I Know Thee Not, Old Man

When I got an Apple TV for Christmas, I demonstrated it for my wife by showing her the climax of Orson Welles’ Chimes At Midnight.  I love that scene.  I think I even tried to show it to my kids.


This morning in the shower, though, I thought of a question.  I suppose I could find this answer with a little more study, but sometimes it’s fun to get people’s impressions. After all, that’s what I love so much about Shakespeare – the humanity he instills in his characters that make us all immediately understand what they’re going through.

So, here’s my question.  Does Falstaff die a broken man, convinced that the new king Henry has abandoned him?  Or does he understand that “he did what he had to do now that he’s king” speech?  Welles’ performance at this moment seems to suggest both.  There’s a flash of a smile, a sort of an acknowledging, “My boy has gone farther than I ever imagined he would” expression.  Just for a second.  After the procession continues, though, we see the broken man who still swears, albeit with a little less energy now, “I will be sent for.  You’ll see.  He’ll send for me in private.”

Perhaps it is a combination of the two. He’s proud and understands, but at the same time also understands that, no, he won’t be sent for. How am I doing?  Close?   (I have another Falstaff-related post coming later today. I’m on a Falstaff kick. :))

One thought on “I Know Thee Not, Old Man

  1. Beware Welles' Shakespeare for it is more Welles than That Bard! Welles' take on Falstaff is quite different from any other I have seen or from what one would take from the text. There is really no buffoon in the character here. Falstaff seems quite intelligent, using what gifts he has to make his way in life.

    To answer your question: Falstaff dies a broken man. It is because he is broken that he dies. "I shall be sent for in private," is said only to save face. But I think it must be remembered that that is all Falstaff has done from the beginning of the film. When last we see him from the rear in long shot, he is hunched over walking awkwardly with a cane. He is tiny as he passes under the arch, but his shadow is enormous. (Very similar to The Third Man.)

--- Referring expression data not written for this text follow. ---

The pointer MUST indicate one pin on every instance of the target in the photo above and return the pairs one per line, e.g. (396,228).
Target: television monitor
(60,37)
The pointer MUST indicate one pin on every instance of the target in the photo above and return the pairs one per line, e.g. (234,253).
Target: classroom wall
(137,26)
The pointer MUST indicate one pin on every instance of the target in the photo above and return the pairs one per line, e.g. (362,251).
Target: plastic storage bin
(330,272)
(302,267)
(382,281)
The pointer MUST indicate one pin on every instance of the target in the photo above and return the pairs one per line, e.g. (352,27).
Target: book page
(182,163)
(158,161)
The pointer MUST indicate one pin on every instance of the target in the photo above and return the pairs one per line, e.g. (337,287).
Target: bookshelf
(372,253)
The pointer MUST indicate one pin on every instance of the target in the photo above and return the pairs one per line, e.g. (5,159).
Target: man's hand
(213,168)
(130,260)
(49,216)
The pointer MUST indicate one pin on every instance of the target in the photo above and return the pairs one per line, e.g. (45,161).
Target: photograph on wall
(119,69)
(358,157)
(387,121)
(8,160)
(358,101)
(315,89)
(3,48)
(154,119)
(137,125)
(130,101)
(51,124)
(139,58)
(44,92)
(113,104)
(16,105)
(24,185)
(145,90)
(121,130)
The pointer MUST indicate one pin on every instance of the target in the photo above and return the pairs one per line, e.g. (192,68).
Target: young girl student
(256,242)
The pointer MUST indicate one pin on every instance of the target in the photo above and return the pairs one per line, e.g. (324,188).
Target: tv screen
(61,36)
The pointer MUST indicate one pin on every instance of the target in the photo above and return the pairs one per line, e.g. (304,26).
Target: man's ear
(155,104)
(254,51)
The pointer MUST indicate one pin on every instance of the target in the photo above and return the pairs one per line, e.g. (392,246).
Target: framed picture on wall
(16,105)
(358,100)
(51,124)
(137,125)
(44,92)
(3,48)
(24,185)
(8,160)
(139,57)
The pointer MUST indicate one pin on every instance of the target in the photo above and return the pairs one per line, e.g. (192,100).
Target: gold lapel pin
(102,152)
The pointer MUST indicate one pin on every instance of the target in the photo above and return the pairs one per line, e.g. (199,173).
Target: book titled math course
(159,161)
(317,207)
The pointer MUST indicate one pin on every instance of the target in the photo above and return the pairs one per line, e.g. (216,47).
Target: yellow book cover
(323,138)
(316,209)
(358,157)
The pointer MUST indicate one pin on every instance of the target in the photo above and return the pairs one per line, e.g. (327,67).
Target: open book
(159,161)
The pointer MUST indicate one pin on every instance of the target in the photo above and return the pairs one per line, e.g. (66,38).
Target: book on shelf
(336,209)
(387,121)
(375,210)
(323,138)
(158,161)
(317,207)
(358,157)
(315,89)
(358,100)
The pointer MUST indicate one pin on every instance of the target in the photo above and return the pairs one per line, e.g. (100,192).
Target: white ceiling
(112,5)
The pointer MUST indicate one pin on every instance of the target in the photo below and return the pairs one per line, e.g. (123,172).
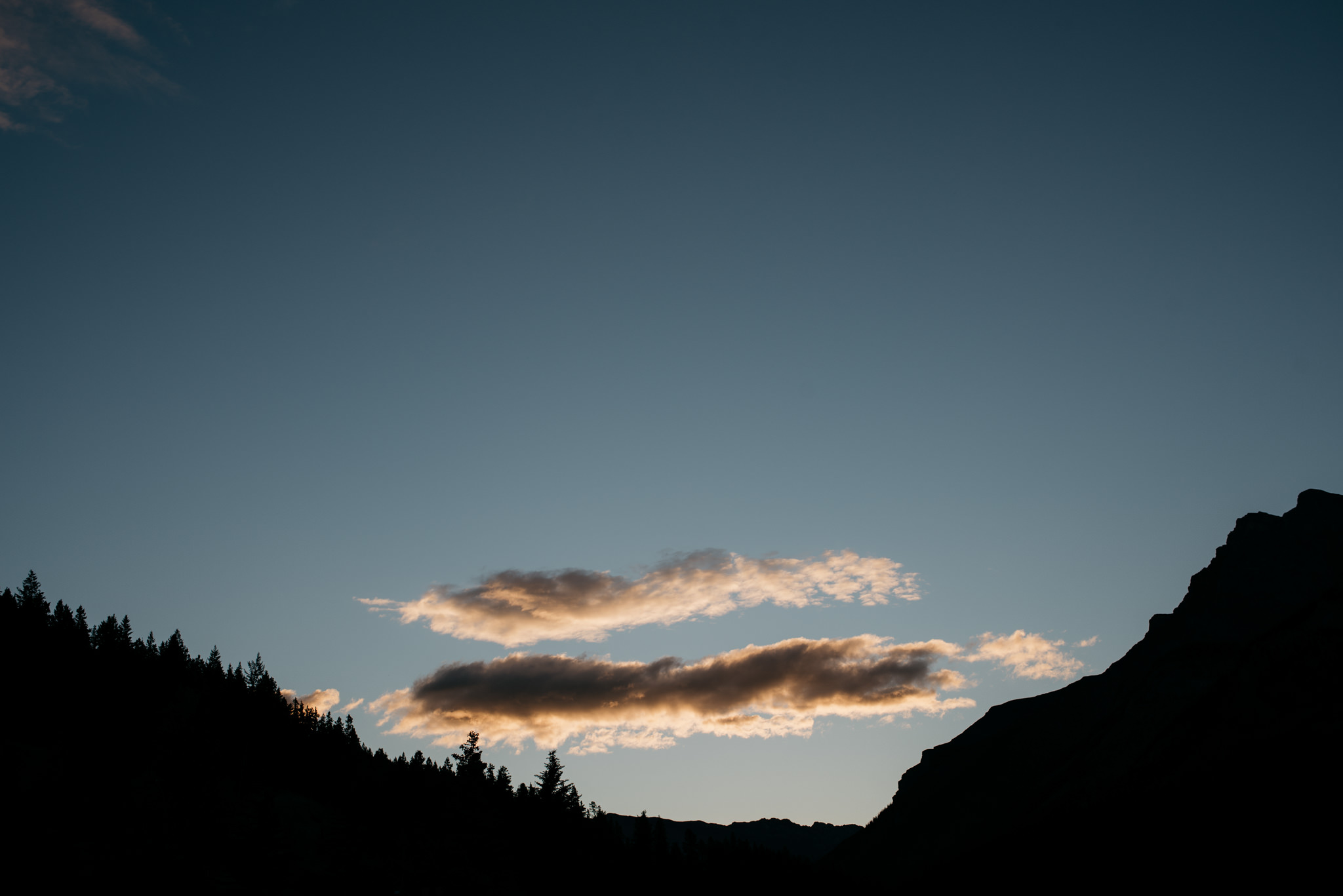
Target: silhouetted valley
(138,764)
(779,834)
(1208,751)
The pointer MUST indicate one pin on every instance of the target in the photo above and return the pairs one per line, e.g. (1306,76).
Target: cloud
(321,700)
(50,47)
(515,608)
(753,692)
(1026,656)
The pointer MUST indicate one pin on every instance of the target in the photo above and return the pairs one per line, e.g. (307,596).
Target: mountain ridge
(1169,745)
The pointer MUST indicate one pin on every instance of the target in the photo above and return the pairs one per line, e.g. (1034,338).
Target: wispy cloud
(752,692)
(1026,656)
(515,608)
(321,700)
(50,49)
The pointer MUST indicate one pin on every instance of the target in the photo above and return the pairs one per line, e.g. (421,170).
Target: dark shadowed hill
(1211,750)
(782,834)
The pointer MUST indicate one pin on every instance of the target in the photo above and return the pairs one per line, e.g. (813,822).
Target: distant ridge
(1211,750)
(782,834)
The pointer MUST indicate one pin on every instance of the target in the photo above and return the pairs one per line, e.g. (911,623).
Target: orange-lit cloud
(753,692)
(515,608)
(321,700)
(49,49)
(1026,656)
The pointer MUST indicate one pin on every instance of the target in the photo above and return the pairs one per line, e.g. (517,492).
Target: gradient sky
(308,303)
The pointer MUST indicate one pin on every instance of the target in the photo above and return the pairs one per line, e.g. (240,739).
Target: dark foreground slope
(132,765)
(1209,750)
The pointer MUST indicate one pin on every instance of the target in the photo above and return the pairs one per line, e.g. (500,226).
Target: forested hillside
(137,762)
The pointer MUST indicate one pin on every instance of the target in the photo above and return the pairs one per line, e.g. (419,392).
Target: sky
(738,398)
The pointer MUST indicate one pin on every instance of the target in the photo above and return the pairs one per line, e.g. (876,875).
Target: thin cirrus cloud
(321,700)
(767,691)
(50,49)
(516,608)
(1026,656)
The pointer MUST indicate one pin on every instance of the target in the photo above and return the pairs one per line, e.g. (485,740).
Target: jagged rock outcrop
(1209,750)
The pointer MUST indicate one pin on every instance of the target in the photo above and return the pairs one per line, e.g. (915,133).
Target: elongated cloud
(1026,656)
(516,608)
(321,700)
(49,49)
(752,692)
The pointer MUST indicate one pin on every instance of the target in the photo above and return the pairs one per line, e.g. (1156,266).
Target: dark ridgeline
(134,765)
(780,834)
(1208,752)
(1211,751)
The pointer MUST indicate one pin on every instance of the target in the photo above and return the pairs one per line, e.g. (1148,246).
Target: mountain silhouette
(780,834)
(1209,751)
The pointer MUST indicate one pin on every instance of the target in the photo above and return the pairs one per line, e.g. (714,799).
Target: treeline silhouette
(137,764)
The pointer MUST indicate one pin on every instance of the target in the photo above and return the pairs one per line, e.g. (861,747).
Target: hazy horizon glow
(315,302)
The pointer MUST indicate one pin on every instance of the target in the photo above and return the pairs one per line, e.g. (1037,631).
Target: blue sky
(310,303)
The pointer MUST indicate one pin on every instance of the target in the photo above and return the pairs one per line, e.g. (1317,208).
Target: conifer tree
(470,766)
(215,665)
(551,778)
(33,602)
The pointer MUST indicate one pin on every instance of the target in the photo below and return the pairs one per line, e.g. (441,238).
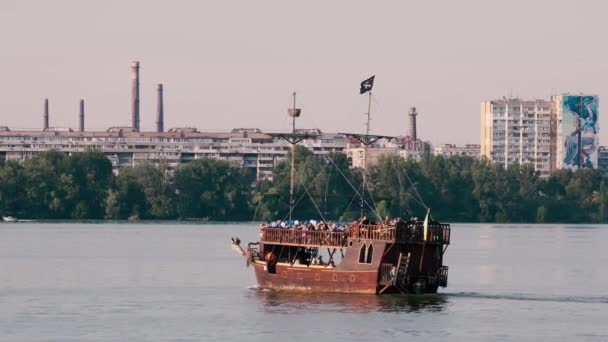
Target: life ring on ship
(270,258)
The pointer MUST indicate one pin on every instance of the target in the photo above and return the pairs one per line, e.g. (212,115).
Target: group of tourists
(308,225)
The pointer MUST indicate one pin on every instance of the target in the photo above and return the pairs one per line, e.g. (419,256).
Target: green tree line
(457,189)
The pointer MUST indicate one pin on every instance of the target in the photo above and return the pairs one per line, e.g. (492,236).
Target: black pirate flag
(367,85)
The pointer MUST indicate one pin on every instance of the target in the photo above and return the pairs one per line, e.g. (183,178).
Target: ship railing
(414,231)
(373,232)
(402,233)
(385,274)
(290,236)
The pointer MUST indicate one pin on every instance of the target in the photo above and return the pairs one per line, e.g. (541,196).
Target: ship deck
(410,233)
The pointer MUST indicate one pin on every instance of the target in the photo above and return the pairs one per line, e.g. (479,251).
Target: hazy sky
(227,64)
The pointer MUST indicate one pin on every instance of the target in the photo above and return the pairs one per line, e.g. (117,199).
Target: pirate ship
(385,256)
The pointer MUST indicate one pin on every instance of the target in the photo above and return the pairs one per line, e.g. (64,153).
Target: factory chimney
(135,95)
(45,121)
(160,125)
(412,128)
(81,117)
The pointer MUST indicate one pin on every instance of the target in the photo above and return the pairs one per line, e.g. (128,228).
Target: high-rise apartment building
(516,131)
(577,131)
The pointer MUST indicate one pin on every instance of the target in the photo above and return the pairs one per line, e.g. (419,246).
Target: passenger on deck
(320,260)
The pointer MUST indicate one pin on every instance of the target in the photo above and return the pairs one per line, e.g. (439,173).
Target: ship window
(362,254)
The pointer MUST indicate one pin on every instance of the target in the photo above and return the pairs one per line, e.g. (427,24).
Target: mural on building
(580,123)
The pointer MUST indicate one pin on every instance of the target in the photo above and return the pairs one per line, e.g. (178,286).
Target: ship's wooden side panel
(316,279)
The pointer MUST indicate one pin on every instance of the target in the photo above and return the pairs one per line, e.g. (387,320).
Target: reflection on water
(286,302)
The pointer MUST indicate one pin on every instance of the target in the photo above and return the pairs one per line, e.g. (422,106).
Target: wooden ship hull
(375,259)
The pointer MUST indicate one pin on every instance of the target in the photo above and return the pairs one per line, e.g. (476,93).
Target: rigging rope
(353,187)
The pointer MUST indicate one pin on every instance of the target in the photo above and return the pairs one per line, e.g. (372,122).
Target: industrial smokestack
(160,124)
(45,122)
(135,95)
(412,130)
(81,117)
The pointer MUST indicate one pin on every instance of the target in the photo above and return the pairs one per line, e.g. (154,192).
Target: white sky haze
(227,64)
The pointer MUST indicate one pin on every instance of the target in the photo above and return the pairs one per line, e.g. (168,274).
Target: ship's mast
(366,140)
(367,129)
(294,113)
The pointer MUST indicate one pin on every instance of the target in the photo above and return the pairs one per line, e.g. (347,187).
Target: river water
(182,282)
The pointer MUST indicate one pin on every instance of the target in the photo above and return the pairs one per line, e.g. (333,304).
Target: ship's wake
(531,297)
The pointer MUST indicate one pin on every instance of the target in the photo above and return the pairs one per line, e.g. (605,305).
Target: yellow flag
(425,225)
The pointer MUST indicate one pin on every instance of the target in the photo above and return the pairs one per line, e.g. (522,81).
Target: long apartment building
(516,131)
(548,134)
(125,146)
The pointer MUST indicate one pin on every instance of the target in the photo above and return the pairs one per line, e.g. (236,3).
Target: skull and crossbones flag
(367,85)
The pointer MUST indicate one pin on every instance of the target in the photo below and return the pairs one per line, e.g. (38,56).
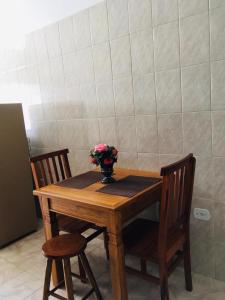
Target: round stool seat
(66,245)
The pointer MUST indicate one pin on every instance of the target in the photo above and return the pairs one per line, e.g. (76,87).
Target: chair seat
(141,239)
(72,225)
(65,245)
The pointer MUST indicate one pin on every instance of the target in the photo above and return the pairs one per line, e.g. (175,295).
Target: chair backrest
(177,189)
(50,167)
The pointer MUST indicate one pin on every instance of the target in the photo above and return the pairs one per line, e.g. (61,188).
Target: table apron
(140,204)
(91,214)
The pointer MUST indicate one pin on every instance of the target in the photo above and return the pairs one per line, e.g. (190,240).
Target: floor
(22,269)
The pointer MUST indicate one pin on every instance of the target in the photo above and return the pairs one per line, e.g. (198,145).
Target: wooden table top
(90,197)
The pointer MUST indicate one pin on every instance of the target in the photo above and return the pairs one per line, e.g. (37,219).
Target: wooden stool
(64,247)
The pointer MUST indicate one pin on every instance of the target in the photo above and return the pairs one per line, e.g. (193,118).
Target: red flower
(114,152)
(93,160)
(101,147)
(108,161)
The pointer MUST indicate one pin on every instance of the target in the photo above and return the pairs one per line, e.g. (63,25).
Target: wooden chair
(64,247)
(51,168)
(166,243)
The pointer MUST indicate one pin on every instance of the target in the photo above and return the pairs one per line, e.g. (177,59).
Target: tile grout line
(180,71)
(113,87)
(154,78)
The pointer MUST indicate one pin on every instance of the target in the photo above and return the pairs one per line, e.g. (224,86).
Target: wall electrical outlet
(202,214)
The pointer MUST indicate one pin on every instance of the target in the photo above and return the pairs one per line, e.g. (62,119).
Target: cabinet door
(17,209)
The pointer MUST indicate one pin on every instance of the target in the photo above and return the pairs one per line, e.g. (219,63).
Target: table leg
(117,266)
(51,230)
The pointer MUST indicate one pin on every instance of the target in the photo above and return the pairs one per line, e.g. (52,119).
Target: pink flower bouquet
(105,156)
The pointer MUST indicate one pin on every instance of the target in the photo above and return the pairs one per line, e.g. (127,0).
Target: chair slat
(55,168)
(43,173)
(66,165)
(61,167)
(49,170)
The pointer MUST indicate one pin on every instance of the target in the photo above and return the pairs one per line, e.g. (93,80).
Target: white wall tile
(164,11)
(71,69)
(165,159)
(85,65)
(217,24)
(124,103)
(52,40)
(93,132)
(30,54)
(203,184)
(89,99)
(142,52)
(127,160)
(82,32)
(218,86)
(166,50)
(73,134)
(170,134)
(147,140)
(140,15)
(99,23)
(75,108)
(118,18)
(192,7)
(196,88)
(121,58)
(102,62)
(194,39)
(218,131)
(40,45)
(66,34)
(219,175)
(197,133)
(106,99)
(148,162)
(168,91)
(216,3)
(144,94)
(126,134)
(108,131)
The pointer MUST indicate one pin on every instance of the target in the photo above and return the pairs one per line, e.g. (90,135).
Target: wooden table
(106,210)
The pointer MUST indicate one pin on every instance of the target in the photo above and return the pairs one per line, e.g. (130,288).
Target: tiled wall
(145,76)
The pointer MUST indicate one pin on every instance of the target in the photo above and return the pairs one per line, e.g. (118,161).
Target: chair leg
(143,266)
(83,277)
(68,278)
(90,275)
(47,279)
(187,266)
(164,290)
(106,243)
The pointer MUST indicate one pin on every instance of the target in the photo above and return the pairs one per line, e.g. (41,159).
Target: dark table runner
(81,181)
(129,186)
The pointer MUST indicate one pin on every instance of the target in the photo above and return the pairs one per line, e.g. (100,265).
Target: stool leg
(68,278)
(82,272)
(47,279)
(106,243)
(90,275)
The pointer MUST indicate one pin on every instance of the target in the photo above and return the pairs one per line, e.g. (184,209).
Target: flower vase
(107,171)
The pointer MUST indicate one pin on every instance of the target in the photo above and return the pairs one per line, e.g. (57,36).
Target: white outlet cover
(202,214)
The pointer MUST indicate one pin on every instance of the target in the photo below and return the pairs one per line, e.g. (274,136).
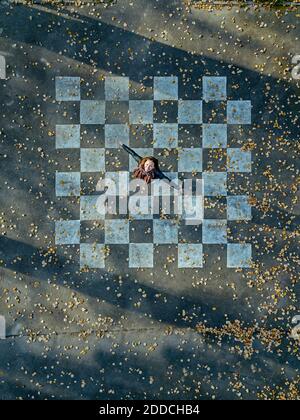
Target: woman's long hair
(140,171)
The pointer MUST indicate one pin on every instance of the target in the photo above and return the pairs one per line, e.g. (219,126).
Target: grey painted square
(67,184)
(116,135)
(117,182)
(165,136)
(68,136)
(215,184)
(190,112)
(90,208)
(165,88)
(214,88)
(117,231)
(215,136)
(239,255)
(141,207)
(67,232)
(141,255)
(117,88)
(92,255)
(92,160)
(190,160)
(214,231)
(238,160)
(238,207)
(141,112)
(92,112)
(190,256)
(239,112)
(67,88)
(165,232)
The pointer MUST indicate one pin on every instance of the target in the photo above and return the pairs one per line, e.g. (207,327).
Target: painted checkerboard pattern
(179,132)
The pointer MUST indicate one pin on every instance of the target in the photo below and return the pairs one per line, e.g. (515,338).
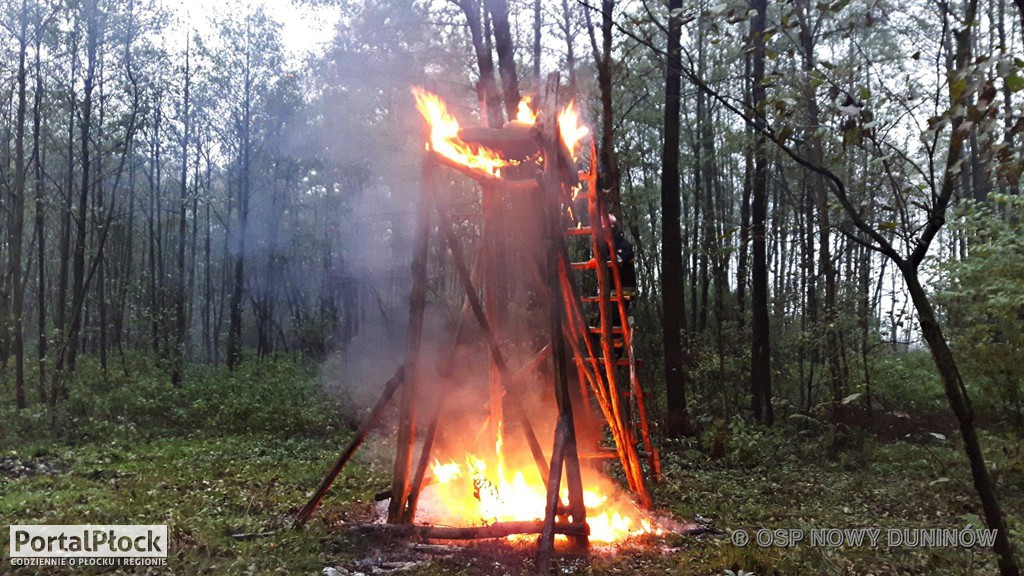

    Shakespeare was not big on writing pleasant characters. Falstaff, with all his faults, is as close as we get. And even that depends upon the performer. No writer in the history of the English theater has had more and better editors and directors and actors to fix his oh so many problems.

    I too consider myself something of a Shakespeare geek, but that doesn't mean I hold him in that high a regard. In many ways, he is like Orson Welles (although without the excuses—I think Welles did very well given his obstacles). Neither man created a perfect piece of narrative art. Both have loads of brilliant moments, but nothing works completely.

    Shakespeare never wrote a decent comedy. The histories are dreadful. He was best at tragedy. Still, Hamlet is a mess: hands down the most over-rated play of all time. Despite the amazing amount of creativity that actors and directors have put into it, it is always un-watchable. I'm kind of fond of Richard III, but I have a real problem with Shakespeare's constant use of villains who make Sweeney Todd seem realistic. "Since I cannot prove a lover, to entertain these fair well-spoken days, I am determined to prove a villain and hate the idle pleasures of these days"! How many times in his plays do we hear similar speeches by his villains? Richard's a villain because he's lame? Don John is a villain because he's a bastard? Iago is a villain because he was fired? Please!

    The most fulfilling play is Macbeth. And I believe it is not over-performed the way others of his plays are because modern artists don't feel the need to fix it. Everyone is so determined to make Shakespeare into the greatest writer ever (an amazing, but preposterous claim), that they can't help but try to fix the train wrecks that define his catalog.

    As for Welles, at least we do have one perfect and unique film, even if it is a documentary: F for Fake. Most of his other films are quite watchable. In fact, most are quite good. And the scenes that have been released of The Other Side of the Wind are some of the most exciting film I have ever seen.

    Prince Hal is a villain. Falstaff is a complex and troubled man who dies broken. And Orson Welles, once again, gives Shakespeare better than he gets.